Access to child and adolescent mental health services in 2019

The Education Policy Institute (EPI) has published its Annual Report on access to child and adolescent mental health services (CAMHS). 

The study examines access to specialist services, waiting times for treatment, and provision for the most vulnerable children in England.

The research is based on new data obtained using freedom of information (FOI) requests to mental health providers and local authorities over the course of a year. This data is not published by the NHS.

The majority of lifelong mental health problems develop early on, during childhood or adolescence. The wider economic costs of mental ill health in England are vast, estimated at £105bn each year.

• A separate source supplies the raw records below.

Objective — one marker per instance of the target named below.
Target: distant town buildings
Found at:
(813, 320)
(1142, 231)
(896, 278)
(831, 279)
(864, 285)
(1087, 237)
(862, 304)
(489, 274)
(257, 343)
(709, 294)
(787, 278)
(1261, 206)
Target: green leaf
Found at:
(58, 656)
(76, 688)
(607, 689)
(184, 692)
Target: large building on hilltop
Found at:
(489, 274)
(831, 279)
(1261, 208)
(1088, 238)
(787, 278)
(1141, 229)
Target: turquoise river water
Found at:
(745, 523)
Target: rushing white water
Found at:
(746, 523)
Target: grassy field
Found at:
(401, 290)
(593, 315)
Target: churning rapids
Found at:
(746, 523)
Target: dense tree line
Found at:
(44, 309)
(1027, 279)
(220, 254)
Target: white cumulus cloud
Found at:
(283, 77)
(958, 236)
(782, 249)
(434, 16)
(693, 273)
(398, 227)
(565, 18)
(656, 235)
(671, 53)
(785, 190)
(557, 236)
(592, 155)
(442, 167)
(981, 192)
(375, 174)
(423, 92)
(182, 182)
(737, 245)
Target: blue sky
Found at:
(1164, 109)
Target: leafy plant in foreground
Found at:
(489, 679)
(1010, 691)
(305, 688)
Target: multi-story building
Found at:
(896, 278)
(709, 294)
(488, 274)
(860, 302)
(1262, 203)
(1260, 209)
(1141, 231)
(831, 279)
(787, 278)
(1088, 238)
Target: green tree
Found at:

You can download the full report here

Key findings


Access to mental health services for children and young people

  • Over a quarter (26%) of referrals to specialist children’s mental health services were rejected in 2018-2019. This amounts to approximately 133,000 children and young people.
  • Rejection rates have not improved over the last four years, despite an extra £1.4bn committed from 2015-16 to 2020-21.
  • There is considerable regional variation in England. On average, providers in London rejected 17% of referrals, compared to 28% in the South, the Midlands and the East, and 22% in the North.
  • The most common reason given by providers for rejections included children’s conditions not being suitable for treatment, or because conditions did not meet eligibility criteria.

Waiting times for mental health treatment

  • While nationally, the average median waiting time to begin treatment has fallen by 11 days since 2015, children still waited an average of two months (56 days) to begin treatment in 2019 – double the government’s four-week target. The government is unlikely to meet its target of four weeks by 2022-23.
  • The longest median waiting times to receive treatment were in London (65 days) and the shortest in the Midlands and East of England (49 days). This is likely related to the high number of referrals accepted for treatment in London.
  • Beyond regional averages, there are great disparities across local CAMHS providerswith many children facing unacceptably long waiting times. Median waiting times for treatment across mental health providers varied from just 1 day to 6 months (182 days).

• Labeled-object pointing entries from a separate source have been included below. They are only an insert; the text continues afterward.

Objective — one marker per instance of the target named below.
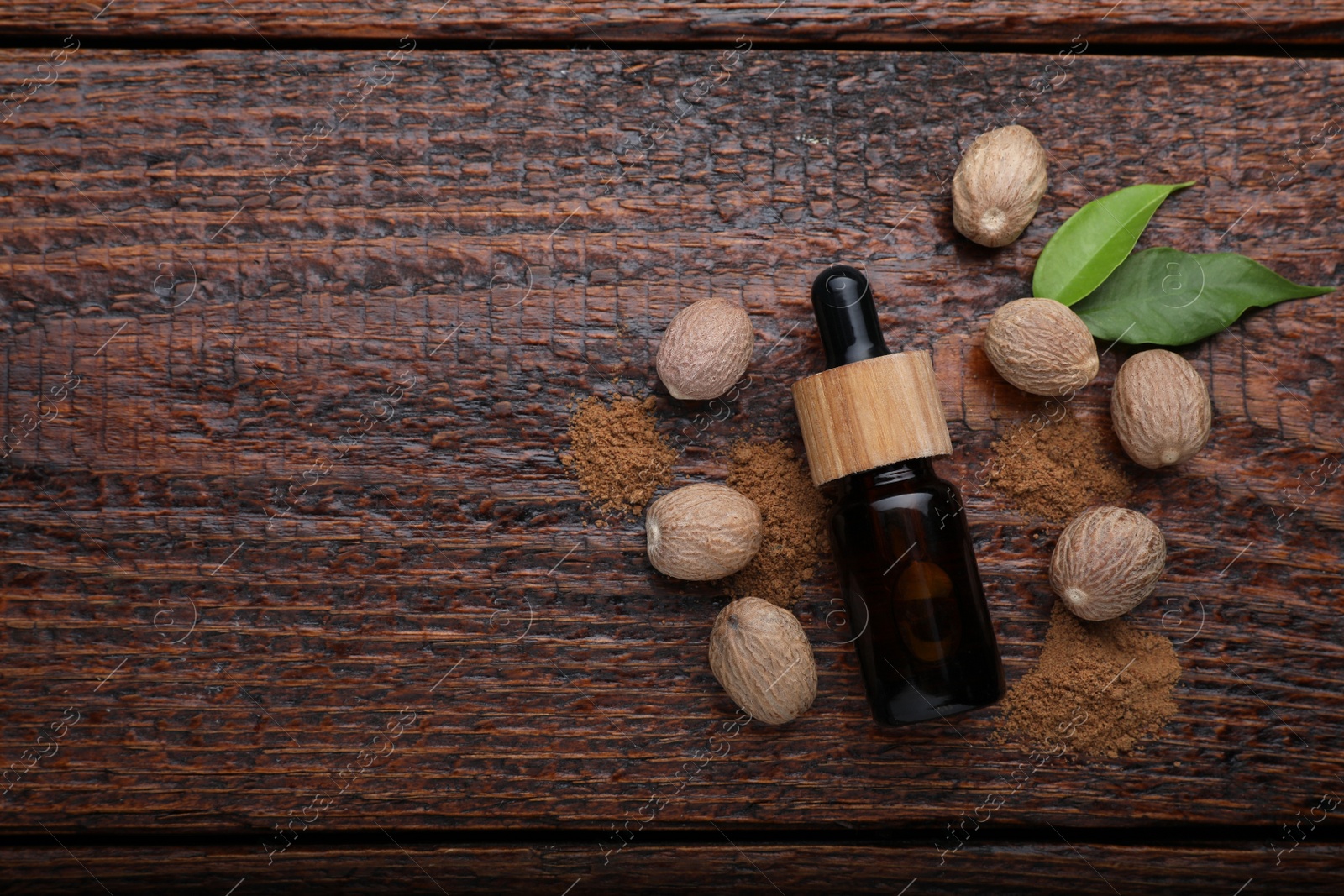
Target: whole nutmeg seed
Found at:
(1041, 347)
(998, 186)
(1108, 562)
(761, 656)
(702, 532)
(706, 349)
(1160, 409)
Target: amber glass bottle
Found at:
(907, 569)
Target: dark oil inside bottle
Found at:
(913, 595)
(907, 567)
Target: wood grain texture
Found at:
(869, 414)
(741, 867)
(308, 476)
(929, 23)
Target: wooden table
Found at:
(296, 302)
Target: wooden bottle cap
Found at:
(869, 414)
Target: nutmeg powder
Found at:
(1120, 676)
(793, 520)
(1057, 470)
(617, 453)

Providers in England with the longest median waiting times for mental health treatment are:

  • West London Mental Health Trust – 182 days
  • South Tyneside and Sunderland – 129 days
  • Alder Hey – 124 days
  • Leeds Community Healthcare – 117 days
  • Northumberland, Tyne and Wear – 116 days
  • Birmingham Women’s and Children’s Hospital – 112 days
  • Sussex Partnership – 100 days
  • East London – 90 days
  • Birmingham and Solihull – 87 days
  • Cambridgeshire and Peterborough – 82 days

Mental health support for young people most in need

  • Local commissioners and providers of mental health support services often fail to engage with the most vulnerable children and families. Local provision is patchy and lacks accountability, being dispersed across several organisations. Support for children with less acute, common mental health conditions, such as conduct disorders, as well as those in social care, is insufficient.
  • There is also a lack of support among LAs for those transitioning from child to adult mental health services. FOI responses show that only a minority of LAs have specific services dedicated to supporting this important transition. 
  • Government plans to boost the provision of mental health support in schools are a positive step for intervening in mental health problems earlier on, and supporting some of the most vulnerable children. However, they will not be rolled out nationally until 2022-23, and there is likely to be wide geographic variation in how they operate.

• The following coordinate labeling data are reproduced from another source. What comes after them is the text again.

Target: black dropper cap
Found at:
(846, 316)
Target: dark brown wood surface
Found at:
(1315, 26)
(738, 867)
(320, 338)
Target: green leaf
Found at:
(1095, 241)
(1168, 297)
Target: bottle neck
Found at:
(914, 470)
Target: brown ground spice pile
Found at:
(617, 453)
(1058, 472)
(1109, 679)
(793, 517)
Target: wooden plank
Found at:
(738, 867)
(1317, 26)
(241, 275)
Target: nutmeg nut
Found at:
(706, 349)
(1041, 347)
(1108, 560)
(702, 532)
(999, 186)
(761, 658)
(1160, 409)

All mental health providers should be required to report regularly on their services

  • There are multiple flaws in the current system for reporting and disclosing basic data on CAMHS in England, raising serious questions about transparency and accountability.
  • Providers continue to give inadequate information on access to treatment, obscuring our understanding of the state of services and ability to monitor progress.  
  • A universal system for reporting data on access to CAMHS, including a clear definition of children who are eligible for treatment, is urgently required. Failure to introduce stronger accountability measures may hinder the government’s plans to improve services.